O for the wings, for the wings of a dove!
Far away, far away would I rove:
In the wilderness build me a nest,
And remain there for ever at rest.

It is only a few bars, the solo here; and at the point where the chorus catches up the refrain Miss Travers softly ceased. She turned round slowly on the stool, then rose up quickly in surprise. Her ardent listener was gone. And as Miss Travers stood by the piano, peering with raised eyebrows into every corner of the room, and out into the night through the open French window, the men entered the room in a body—she was surrounded.

But Gladys had stepped softly through the window on to the lawn, re-entered the house by another way, and stolen swiftly up to her room. The last strains came to her through the open window of the drawing-room, and in at her own window, at which Gladys now knelt: and this short passage through the outer air brought them upward on the breath of the night, rarefied and softened as though from the lips of far-off angels: and so they reached her trembling ears.

The scent of roses was in the air. The moon was rising, and its rays spanned the river with a broad bridge of silver, against which some of the foliage at the garden-end stood out in fine filigree. It was a heavenly night; it was a sweet and tranquil place; but yet—

O for the wings of a dove!

Gladys had been home-sick before; she had been miserable and desperate for many, many hours; but at this moment it seemed as though hitherto she had never known what it was to pant and pray in real earnest for her old life and her own country. She was almost as a weak woman in the transports of spiritual fervour, her vision riveted upon some material mental picture, the soul for one ecstatic instant separated from the flesh—only Gladys missed the ecstasy.

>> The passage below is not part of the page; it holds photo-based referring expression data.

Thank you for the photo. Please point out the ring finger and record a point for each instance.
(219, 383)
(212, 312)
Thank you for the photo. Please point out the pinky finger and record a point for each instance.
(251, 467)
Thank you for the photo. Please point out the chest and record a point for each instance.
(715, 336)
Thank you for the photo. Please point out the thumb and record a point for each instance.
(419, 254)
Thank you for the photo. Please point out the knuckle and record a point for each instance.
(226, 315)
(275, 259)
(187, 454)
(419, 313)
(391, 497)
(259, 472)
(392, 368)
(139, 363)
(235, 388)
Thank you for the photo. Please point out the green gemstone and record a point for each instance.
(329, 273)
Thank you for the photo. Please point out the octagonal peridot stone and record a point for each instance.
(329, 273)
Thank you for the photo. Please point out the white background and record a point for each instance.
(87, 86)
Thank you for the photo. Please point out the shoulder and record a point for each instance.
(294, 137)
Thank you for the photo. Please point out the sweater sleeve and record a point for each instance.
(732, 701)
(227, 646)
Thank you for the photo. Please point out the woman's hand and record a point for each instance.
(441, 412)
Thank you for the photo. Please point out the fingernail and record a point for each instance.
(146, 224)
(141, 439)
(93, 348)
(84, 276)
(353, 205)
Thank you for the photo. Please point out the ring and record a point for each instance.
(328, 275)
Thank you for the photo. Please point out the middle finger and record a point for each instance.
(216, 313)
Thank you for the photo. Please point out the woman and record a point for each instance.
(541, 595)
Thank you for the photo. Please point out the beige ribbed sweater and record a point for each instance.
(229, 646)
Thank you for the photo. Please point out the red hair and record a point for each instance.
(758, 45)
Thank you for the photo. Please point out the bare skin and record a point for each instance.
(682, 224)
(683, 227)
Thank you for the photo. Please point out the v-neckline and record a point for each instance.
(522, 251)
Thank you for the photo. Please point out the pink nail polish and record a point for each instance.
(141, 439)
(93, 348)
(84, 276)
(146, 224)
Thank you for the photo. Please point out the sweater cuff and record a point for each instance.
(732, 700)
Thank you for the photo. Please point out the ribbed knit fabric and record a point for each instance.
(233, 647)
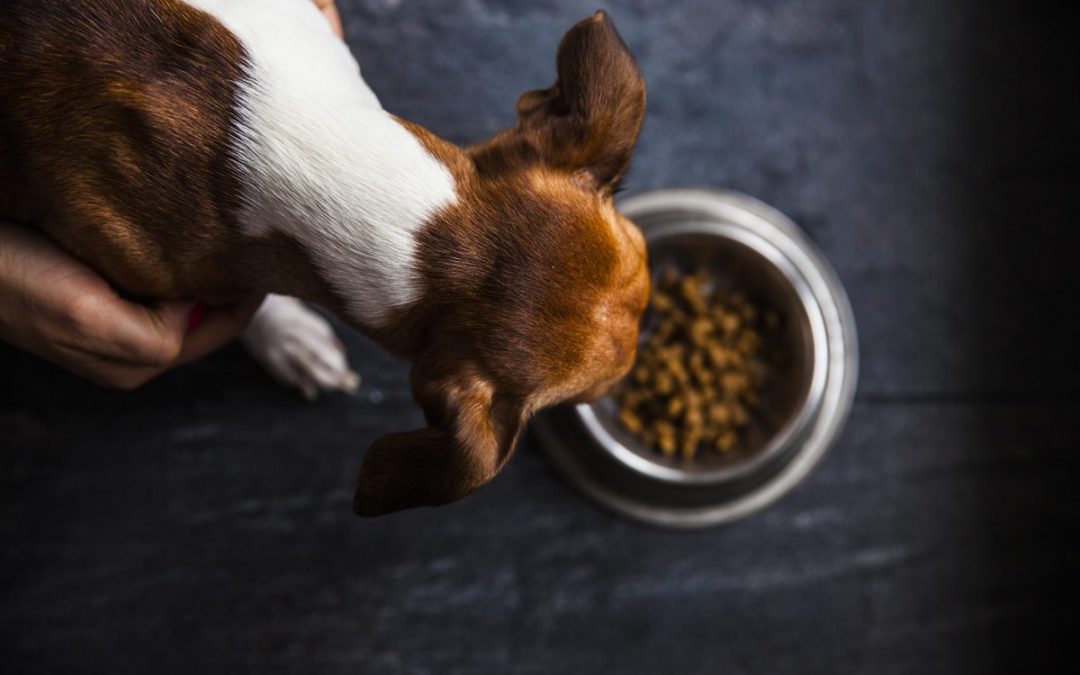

There was no light in the room; and the girl remained so entirely motionless, as she knelt, that her glossy head, just raised above the level of the sill, would have seemed in the moonlight a mere inanimate accessory, if it had been seen at all. But only the bats could have seen Gladys, and they did not; at all events, it was the touch of a bat’s wing upon the forehead that recalled her to herself, making her aware of voices within earshot, immediately below her window. Her room was over the dining-room. The voices were men’s voices, and the scent of cigars reached her as well. She could hear distinctly, but she never would have listened had she not heard her own name spoken; and then—the weakness of the moment prevented her from rising.

‘No,’ said one of the voices, ‘not a bit of it; oh dear, no! Gladys has her good points; and, frankly, I am getting rather to like her. But she is impossible in her position. The whole thing was a fearful mistake, which poor old Alfred will live to repent.’

The voice was unmistakable; it was Granville’s.

‘But’—and the other voice was that of Granville’s most intimate friend, whom he had introduced to Gladys during the course of the afternoon—‘doesn’t he repent it already, think you?’